I don’t know who I am. I look at my name and try to decide if I like it or not. It doesn’t refer to anything, least of all me. I can’t think of anything to replace it. I pause before adding pronouns to my emails. Who I am to decide that? I hate assumptions. Let them think what they want, I’m past caring, and don’t know, besides. What I do with what I have changes as the moon cycles through its phases, all I ever do is look at the same body with different eyes each time. Nothing is in retrograde — what can I blame now, if not myself? It must be Mercury. It’s always Mercury.

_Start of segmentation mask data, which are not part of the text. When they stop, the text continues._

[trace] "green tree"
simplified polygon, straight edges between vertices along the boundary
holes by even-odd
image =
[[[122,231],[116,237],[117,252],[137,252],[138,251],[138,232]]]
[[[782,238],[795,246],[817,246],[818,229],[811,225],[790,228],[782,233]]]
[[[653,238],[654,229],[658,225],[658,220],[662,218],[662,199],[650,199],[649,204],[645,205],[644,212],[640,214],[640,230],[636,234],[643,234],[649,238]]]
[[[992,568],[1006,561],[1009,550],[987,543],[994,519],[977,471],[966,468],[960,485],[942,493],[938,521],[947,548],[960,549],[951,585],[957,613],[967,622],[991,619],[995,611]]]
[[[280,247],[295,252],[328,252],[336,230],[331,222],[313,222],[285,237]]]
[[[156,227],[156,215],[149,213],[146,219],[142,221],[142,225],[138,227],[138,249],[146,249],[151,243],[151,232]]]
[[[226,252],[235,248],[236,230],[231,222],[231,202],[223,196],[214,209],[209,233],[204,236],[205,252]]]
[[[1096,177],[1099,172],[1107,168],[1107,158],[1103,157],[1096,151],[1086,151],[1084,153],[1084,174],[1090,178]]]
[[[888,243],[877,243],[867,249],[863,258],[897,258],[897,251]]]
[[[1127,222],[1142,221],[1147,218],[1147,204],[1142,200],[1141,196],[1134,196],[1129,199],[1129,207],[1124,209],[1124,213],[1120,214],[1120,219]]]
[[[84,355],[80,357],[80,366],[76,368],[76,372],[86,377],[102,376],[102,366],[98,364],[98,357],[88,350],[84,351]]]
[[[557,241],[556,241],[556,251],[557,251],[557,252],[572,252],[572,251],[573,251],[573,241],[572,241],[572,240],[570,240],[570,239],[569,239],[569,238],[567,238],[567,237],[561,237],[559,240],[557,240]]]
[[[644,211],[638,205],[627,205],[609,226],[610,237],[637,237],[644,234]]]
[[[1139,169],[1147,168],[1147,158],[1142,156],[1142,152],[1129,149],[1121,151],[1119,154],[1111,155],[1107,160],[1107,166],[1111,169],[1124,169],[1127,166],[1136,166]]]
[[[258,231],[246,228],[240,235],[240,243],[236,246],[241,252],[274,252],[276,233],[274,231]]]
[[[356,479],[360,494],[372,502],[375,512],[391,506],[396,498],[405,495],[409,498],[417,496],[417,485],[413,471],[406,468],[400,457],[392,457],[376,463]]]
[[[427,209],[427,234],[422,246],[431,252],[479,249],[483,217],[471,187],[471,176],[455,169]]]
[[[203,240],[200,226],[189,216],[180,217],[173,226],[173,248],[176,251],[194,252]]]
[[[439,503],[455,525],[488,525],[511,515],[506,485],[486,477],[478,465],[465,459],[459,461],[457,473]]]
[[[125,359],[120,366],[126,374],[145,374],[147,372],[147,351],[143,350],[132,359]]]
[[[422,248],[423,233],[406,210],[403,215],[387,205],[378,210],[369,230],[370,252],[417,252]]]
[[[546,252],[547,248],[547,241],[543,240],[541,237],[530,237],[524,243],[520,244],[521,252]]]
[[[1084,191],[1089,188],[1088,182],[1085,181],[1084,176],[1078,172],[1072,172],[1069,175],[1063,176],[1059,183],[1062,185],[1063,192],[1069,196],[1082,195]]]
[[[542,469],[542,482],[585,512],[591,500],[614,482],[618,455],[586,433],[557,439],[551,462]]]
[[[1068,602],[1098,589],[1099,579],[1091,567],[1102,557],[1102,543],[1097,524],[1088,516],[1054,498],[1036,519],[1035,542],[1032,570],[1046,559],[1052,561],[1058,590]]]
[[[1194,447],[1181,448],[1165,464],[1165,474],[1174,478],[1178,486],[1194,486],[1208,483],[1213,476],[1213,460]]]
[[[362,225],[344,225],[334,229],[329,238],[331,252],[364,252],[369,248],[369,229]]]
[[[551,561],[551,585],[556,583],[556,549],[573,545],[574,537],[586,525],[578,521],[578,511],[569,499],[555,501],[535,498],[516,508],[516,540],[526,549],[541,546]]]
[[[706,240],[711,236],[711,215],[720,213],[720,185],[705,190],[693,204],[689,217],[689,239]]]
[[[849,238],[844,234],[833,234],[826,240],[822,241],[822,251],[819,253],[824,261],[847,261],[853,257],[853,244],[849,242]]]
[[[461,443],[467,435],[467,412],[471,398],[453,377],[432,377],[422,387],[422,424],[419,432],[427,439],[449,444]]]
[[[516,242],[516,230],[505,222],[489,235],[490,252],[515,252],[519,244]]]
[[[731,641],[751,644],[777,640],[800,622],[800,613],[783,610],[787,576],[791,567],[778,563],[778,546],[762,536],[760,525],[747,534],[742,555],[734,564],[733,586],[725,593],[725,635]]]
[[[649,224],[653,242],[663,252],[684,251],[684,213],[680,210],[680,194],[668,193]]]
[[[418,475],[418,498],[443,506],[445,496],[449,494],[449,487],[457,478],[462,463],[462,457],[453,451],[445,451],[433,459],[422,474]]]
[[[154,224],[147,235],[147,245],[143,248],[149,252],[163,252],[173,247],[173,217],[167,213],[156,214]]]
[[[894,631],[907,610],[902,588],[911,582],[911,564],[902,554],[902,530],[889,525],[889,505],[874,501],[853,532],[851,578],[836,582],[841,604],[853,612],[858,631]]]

I don’t know who I am. I am all of my favourite songs from my mum’s iPod in early 2012 played in a particular order. I hate that I have a history. I feel sorry for those that don’t know what it’s like to listen to Dragon de Chimay en route to see family about which they haven’t yet found out dark secrets. I am eleven and saying goodbye to a friend who is emigrating to Australia. I fell out of touch with her. I still see her Instagram posts. The number of people I lost to the far side of the world is more than zero, and some of them can’t be reached anymore.
I don’t know who I am. I wish I could introduce myself to my grandmother once more. What point is there in trying to find someone who would love me if I can’t give them anything concrete to love? My face changes with the days, my heart never satisfied. How harsh, then, to offer this to someone and ask them to accept it as it is? I have more reflections than those I see in the mirror. I do things my mother never did. I tell her about them and am more like her than I know. I hate the idea of love, because it feels like it only exists to be unfulfilled. I didn’t go to my primary school dance because I couldn’t wait to leave. I get so nostalgic I feel sick. I want to be in love.
I don’t know who I am. A laugh up to the sky, a smile cracked wide as an ocean. Directed at me, at myself, at whoever and whatever I am on that day. Don’t refer to me/I don’t know what to tell you, I don’t like any of them/use my name, hold it on your lips and say it like a prayer. I hate my name. It is all I have. All I have is this body that refuses to do as it’s told, stoically continuing to exist as it wishes, and I love it for that as much as it makes me weep. And I do weep. But the moments in which I glance upwards and see the rain, feel the water down my neck and the damp clothes I will have to dry in the morning. My feet hit the ground and it doesn’t matter who I am, all that matters is that I am. The lights change to let me cross the street all the same.
Today, I don’t know who I am. But I find traces in the past that sound like me, people that know me, and that means I can find myself tomorrow. I am there to be found.